Assessment and Implication for Improvement of RTLA/LCTA Plot Inventory Methods I: Optimal Spatial and Temporal Resolutions.
Guangxing Wang, Dept of Natural Resources and Environmental Science, Univ of Illinois, 1102 S Goodwin, Urbana, IL 61801, George Z. Gertner, Dept of Natural Resources and Environmental Sciences; Univ of Illinois, 1102 S Goodwin, Urbana, IL 61801, and Alan Anderson, US Army Corps of Engineers, CERL, 2902 Farber Dr, Champaign, IL 61822.

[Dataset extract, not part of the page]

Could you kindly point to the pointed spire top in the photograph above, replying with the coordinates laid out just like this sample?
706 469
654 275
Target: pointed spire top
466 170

The Army Training and Testing Area Carrying Capacity (ATTACC) program is developed to estimate training land carrying capacity so as to meet the goal of the Integrated Training Area Management (ITAM) program. The Range and Training Land Assessment (RTLA, formerly called LCTA - Land Condition Trend Analysis) plot inventory methods were proposed as a critical data driver of the ATTACC program and have been used to collect field data that are needed for investigation and monitoring of land condition dynamics due to vehicle use in the U.S. Army Installations. However, the cost-efficiency of the sampling and inventory methods and their applications to different landscape types is unknown. Since 1998, the University of Illinois, Spatial Methods & Dynamics Modeling Laboratory (UI-SMDML) has been cooperating with Engineer Research and DevelopmentCenter, Construction Engineering Research Laboratory (ERDC-CERL) for investigation, assessment and improvement of the RTLA/LCTA methods. This cooperation has led to six publications that deal with development of optimal sampling design methods and their comparison with RTLA/LCTA methods. The methods include determination of optimal spatial and temporal resolutions for data collection and mapping (that is, optimal plot size, optimal pixel size, and optimal time interval), selection of plot shape and its relationship with remote sensing mapping, determination of optimal sample size, the relationship of plot size with sample size and optimization in terms of cost-efficiency. This presentation will summarize and present the methods, results and implication for improving the RTLA/LCTA.